Palmeras y robles

Este inicio de año se presta a reflexionar acerca del cambio que constantemente tenemos que experimentar las personas y las organizaciones.

Afirma el Tao Te Ching, libro milenario de sabiduría oriental, que lo suave y flexible prevalecerá, mientras que lo duro y lo rígido perecerá. En otras palabras, cuando se enfrenta un huracán más vale ser palmera que roble. O como los mismos chinos expresan en uno de sus antiguos proverbios, cuando los vientos arrecian, algunos construyen muros y otros molinos.

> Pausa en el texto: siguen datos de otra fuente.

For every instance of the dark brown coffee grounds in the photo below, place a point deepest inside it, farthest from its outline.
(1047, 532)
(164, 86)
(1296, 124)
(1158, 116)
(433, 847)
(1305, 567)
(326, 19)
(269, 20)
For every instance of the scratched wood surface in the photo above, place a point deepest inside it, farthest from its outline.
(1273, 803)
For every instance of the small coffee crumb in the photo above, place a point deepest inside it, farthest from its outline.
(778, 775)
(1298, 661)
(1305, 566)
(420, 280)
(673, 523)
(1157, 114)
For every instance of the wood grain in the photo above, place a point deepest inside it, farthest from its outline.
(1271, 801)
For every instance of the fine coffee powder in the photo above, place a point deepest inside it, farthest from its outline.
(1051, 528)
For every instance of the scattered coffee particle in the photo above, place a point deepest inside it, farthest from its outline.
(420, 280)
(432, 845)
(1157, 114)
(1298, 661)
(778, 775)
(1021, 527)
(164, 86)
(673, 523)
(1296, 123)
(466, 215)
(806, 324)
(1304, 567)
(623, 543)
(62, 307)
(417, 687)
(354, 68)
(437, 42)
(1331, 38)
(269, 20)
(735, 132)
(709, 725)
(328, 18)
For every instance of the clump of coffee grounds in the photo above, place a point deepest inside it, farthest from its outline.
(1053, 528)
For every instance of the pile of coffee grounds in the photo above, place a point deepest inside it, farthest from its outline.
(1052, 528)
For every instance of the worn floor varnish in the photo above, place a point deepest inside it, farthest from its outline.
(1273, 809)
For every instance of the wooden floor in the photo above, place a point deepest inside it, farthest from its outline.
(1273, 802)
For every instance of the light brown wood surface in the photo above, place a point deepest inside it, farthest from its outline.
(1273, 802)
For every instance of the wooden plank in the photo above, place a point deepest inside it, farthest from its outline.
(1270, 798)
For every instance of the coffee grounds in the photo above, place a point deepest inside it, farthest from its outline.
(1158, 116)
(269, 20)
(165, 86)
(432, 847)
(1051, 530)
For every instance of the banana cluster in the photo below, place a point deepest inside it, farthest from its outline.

En un entorno como el actual, en el que los vientos del cambio corren veloces y levantan y destruyen estructuras ideológicas, sociales, políticas y económicas que hasta hace poco se hubieran considerado inamovibles, no podía tener más vigencia esta ancestral idea de la flexibilidad. De hecho, de alguna manera es la esencia de la teoría de la complejidad tan en boga hoy en día, que considera que ésta es aquello que se encuentra entre el orden y el caos.

Si un sistema es tan ordenado que se vuelve rígido, no podrá responder oportunamente a los cambios de su entorno; si es caótico, caerá en la anarquía; en ninguno de los dos casos sobrevivirá. La complejidad, entonces, es el grado de flexibilidad que requiere para llevar a cabo en tiempo y forma las transformaciones internas que le permitirán prevalecer.

Hoy se habla insistentemente de la necesidad de que las organizaciones sean flexibles. Incluso hay un principio, el de la complejidad requerida, que dice que para que una organización pueda enfrentar exitosamente un entorno de cierta complejidad, definida por la diversidad de situaciones que se pueden presentar en él, debe tener al menos una complejidad equivalente, a fin de generar una diversidad de respuestas y seleccionar las apropiadas.

Aunque un número creciente de organizaciones han entendido ya que si no son flexibles no podrán sobrevivir, otras muchas ni siquiera entienden qué es eso de la flexibilidad. Una de las definiciones que la Real Academia Española da de este término es muy clara: “susceptible de cambios o variaciones según las circunstancias o necesidades”. Ahora bien, ¿en qué pueden o deben cambiar las empresas si quieren ser flexibles?

Cambios diversos

Los cambios organizacionales se pueden dar en cualquiera de sus principales subsistemas, o en todos ellos integralmente, cuando la necesidad de adaptación al entorno es grande. De hecho, si se ve el asunto sistémicamente, los cambios que se generen en alguno de ellos afectarán en mayor o menor medida, de una u otra forma, a los demás.

Se puede cambiar, por ejemplo, la estrategia, es decir, la visión del negocio y el rumbo a seguir, cuando las tendencias del mercado apuntan hacia un lado diferente al que siempre se había dirigido, o cuando en los ámbitos político, económico, social o tecnológico, se producen transformaciones considerables que afectan o podrían afectar a futuro a la organización.

También se puede cambiar la cultura, entendida como la forma de ser y de actuar de las personas, que tiene su origen en un conjunto de creencias y valores compartidos. Cuando es necesario ver las cosas de otra manera, abandonar los viejos paradigmas y pensar en soluciones nuevas, es aquí donde hay que poner énfasis.

Un tercer campo del cambio es el de la estructura, es decir, el de la forma como está organizado el trabajo. A menudo hay que pasar de una estructura roble, rígida y tradicional, a una estructura palmera, con “disposición para doblarse fácilmente”, que es otra de las definiciones que ofrece la RAE de la flexibilidad.

El cuarto subsistema susceptible de cambiar es el de los procesos, entendidos como la manera de realizar las tareas y actividades propias del negocio. Muchas organizaciones los están rediseñando, si no es que reinventando, a fin de hacerlos más sencillos, amigables y ágiles. Si bien no fue el único, éste fue uno de los factores que le restaron competitividad a la industria automotriz norteamericana frente a la japonesa.

Finalmente está el subsistema tecnológico, que comprende a todas las herramientas, técnicas, instrumentos, maquinaria y equipo que se utilizan para la óptima operación, administración y manejo de información de la empresa. Dada la velocidad a la que cambia la tecnología, un factor clave de adaptación es actualizarla tan frecuentemente como sea necesario, para no perder competitividad.

La empresa flexible es, entonces, la que actúa en estos subsistemas para fluir en su entorno, para convertirlo en lo posible en un aliado y no en un enemigo, para protegerse de los huracanes que cada vez con más frecuencia se abaten sobre los negocios.